The Union of Greek Shipowners (UGS) today responded to the European Commission’s recently published allegations claiming that some provisions of the Greek shipping taxation regime are in breach of EU state aid provisions.
The UGS said that “there is no effective distortion of competition in the maritime field in the EU and that any fundamental changes to the institutional and fiscal framework in which the Greek shipping community is presently operating, would have unforeseeable consequences which would be detrimental not only for Greece but also for the rest of the EU as they would seriously undermine one of its most important strategic sectors which remains prominent internationally in the face of fierce competition”.
The UGS pointed out that the Greek institutional shipping regime predates the EC’s state aid guidelines (SAG) by many years.

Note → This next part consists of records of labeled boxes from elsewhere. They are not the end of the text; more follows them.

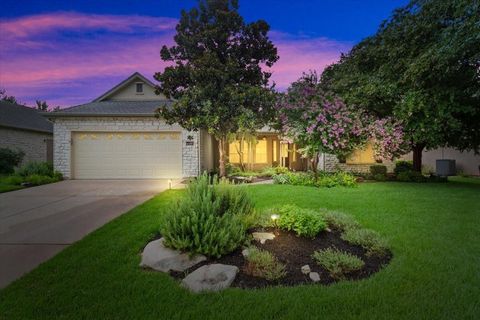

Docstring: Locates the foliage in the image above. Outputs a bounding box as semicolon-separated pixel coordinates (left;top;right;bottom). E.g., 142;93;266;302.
341;228;388;256
397;170;427;182
370;164;387;175
322;0;480;171
323;211;360;231
160;174;253;257
312;248;365;279
0;148;25;174
155;0;278;176
393;160;413;175
245;247;287;281
273;171;357;188
276;205;327;238
15;161;55;177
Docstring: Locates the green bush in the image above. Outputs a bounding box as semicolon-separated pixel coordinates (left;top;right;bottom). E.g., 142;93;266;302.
276;205;327;238
245;247;287;281
341;228;388;257
273;171;357;188
16;161;54;177
373;173;387;181
1;175;23;186
397;171;427;182
393;160;413;175
24;174;58;186
312;248;365;279
322;211;360;231
0;148;25;174
370;164;387;176
160;174;253;258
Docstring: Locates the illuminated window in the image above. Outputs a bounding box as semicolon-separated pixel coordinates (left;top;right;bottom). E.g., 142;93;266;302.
347;143;375;164
255;139;267;163
272;140;278;161
228;140;248;163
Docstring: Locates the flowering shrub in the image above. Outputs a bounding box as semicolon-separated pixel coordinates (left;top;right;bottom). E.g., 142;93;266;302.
276;73;406;166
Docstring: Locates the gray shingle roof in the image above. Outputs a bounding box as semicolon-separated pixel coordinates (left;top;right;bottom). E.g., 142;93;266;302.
0;101;53;133
50;100;172;117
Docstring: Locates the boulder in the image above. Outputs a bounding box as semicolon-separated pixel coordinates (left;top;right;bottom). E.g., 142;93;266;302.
182;264;238;293
308;272;320;282
252;232;275;244
300;264;312;274
140;238;207;272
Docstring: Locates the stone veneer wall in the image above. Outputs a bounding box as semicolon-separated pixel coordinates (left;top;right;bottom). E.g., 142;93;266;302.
53;117;199;178
0;127;53;163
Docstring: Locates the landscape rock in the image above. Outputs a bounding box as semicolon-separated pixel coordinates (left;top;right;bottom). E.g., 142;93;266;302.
182;264;238;293
252;232;275;244
301;264;312;274
242;248;250;258
140;238;207;272
308;272;320;282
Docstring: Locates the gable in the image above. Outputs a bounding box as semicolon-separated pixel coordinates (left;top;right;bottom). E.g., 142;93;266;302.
94;72;165;102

In particular, the Greek institutional framework for shipping taxation and especially the Greek model of tonnage tax for ships was introduced in 1953 and re-established in 1975 and became “more or less” the precedent for the development of the SAG and of regimes in the EU and internationally, UGS claimed.

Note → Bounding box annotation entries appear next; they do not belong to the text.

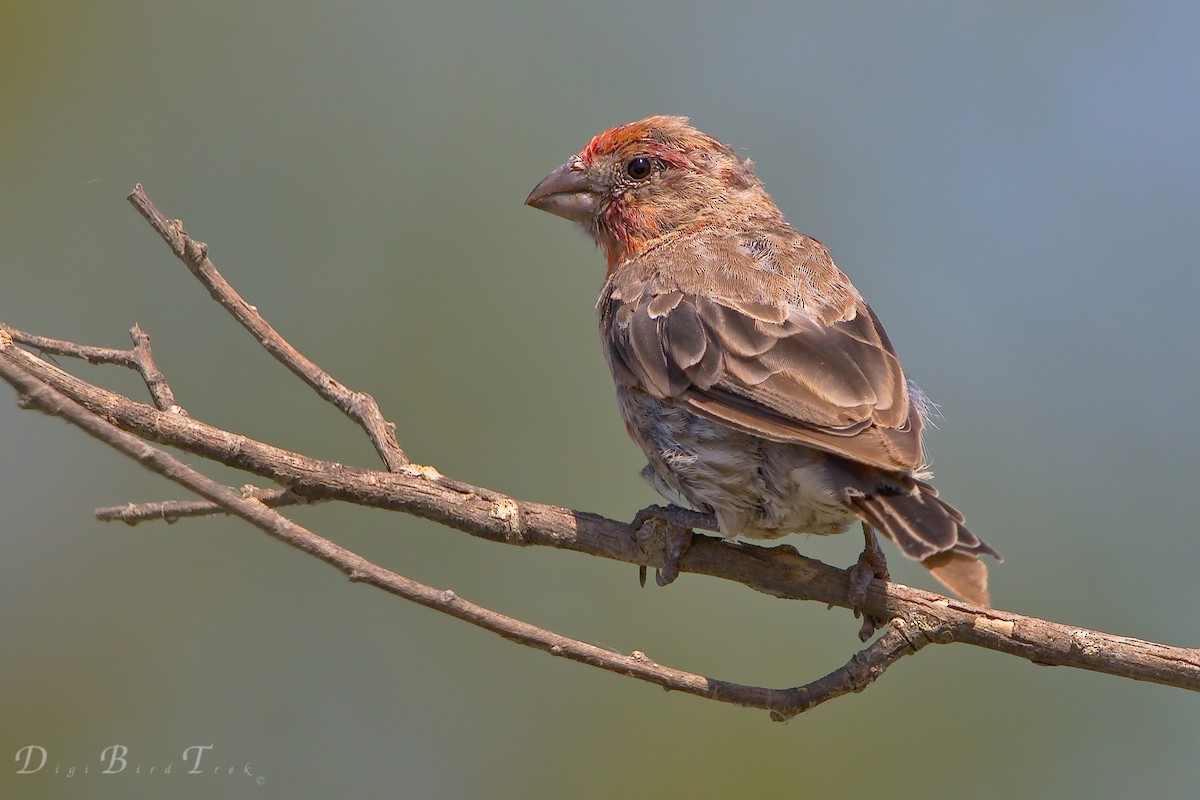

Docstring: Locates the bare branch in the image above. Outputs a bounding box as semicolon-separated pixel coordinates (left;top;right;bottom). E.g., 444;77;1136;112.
0;186;1200;720
7;325;187;416
94;483;311;527
0;330;1200;691
0;343;883;720
128;184;408;471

“The decision of the European Commission regarding the Greek shipping taxation system and its statement that it will be used as a precedent for the assessment of other EU shipping regimes will seriously disrupt the shipping sector in the EU after 20 years of successful growth without formal complaints and negligible intra-EU reflagging or re-establishment of shipping companies,” UGS maintained.

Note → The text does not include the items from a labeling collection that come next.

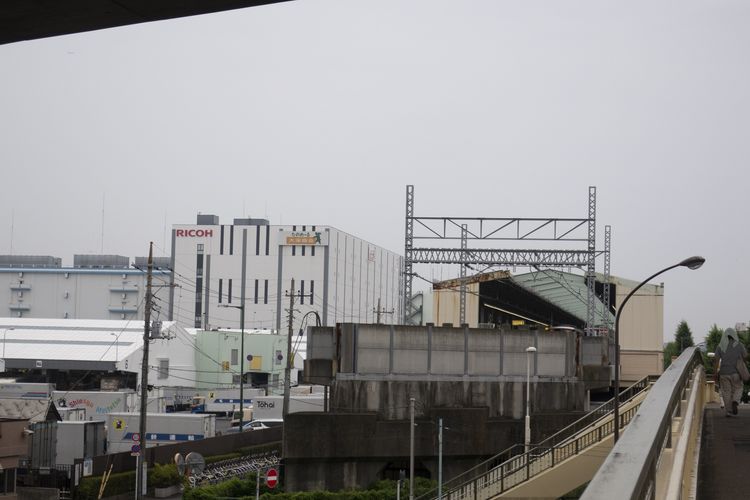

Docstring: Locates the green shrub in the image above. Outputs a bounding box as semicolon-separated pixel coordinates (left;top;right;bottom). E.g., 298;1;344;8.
76;471;135;500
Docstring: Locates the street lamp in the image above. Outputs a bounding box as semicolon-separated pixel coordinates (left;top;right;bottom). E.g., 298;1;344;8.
219;302;245;432
523;346;536;452
109;332;120;371
2;328;13;372
3;328;13;361
613;255;706;443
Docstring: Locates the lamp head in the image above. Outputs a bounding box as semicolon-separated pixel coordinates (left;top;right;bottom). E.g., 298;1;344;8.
678;255;706;269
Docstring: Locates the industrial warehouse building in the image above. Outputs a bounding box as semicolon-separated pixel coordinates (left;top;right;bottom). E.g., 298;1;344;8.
0;255;170;320
169;215;403;331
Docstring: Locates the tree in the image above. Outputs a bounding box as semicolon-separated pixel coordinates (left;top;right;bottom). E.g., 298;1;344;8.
664;319;696;370
674;319;695;355
703;323;724;373
706;323;724;352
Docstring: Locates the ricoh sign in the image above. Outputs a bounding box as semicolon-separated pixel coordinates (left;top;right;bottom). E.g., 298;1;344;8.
175;229;214;238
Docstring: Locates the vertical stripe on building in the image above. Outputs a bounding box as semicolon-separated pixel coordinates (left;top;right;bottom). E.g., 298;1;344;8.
193;243;203;328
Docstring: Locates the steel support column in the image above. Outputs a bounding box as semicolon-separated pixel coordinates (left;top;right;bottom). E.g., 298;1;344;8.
586;186;596;335
402;184;414;325
459;224;468;325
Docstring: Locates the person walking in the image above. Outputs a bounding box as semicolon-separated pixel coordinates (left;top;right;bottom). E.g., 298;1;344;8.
714;328;747;417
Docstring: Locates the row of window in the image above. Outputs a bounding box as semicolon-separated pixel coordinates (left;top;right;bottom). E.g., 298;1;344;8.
219;225;271;255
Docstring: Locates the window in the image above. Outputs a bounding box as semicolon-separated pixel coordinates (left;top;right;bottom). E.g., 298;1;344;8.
156;359;169;380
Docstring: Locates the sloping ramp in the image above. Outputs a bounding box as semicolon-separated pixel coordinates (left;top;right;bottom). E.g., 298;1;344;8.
426;377;651;500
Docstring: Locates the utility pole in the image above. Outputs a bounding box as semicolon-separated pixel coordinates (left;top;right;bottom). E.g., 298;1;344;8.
372;297;394;325
409;398;414;500
239;229;247;432
282;278;295;418
135;241;154;500
438;417;443;500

The shipowners body urged the European Commission to focus on the strategic, commercial and international dimension of the EU shipping industry in its diversity and its potential mobility, rather than concentrate on the nominal or juridical aspects of compliance with the letter of the SAG within the EU. Otherwise, UGS warned, the commission will undermine the confidence of shipping entrepreneurs and may encourage relocation of companies outside Europe.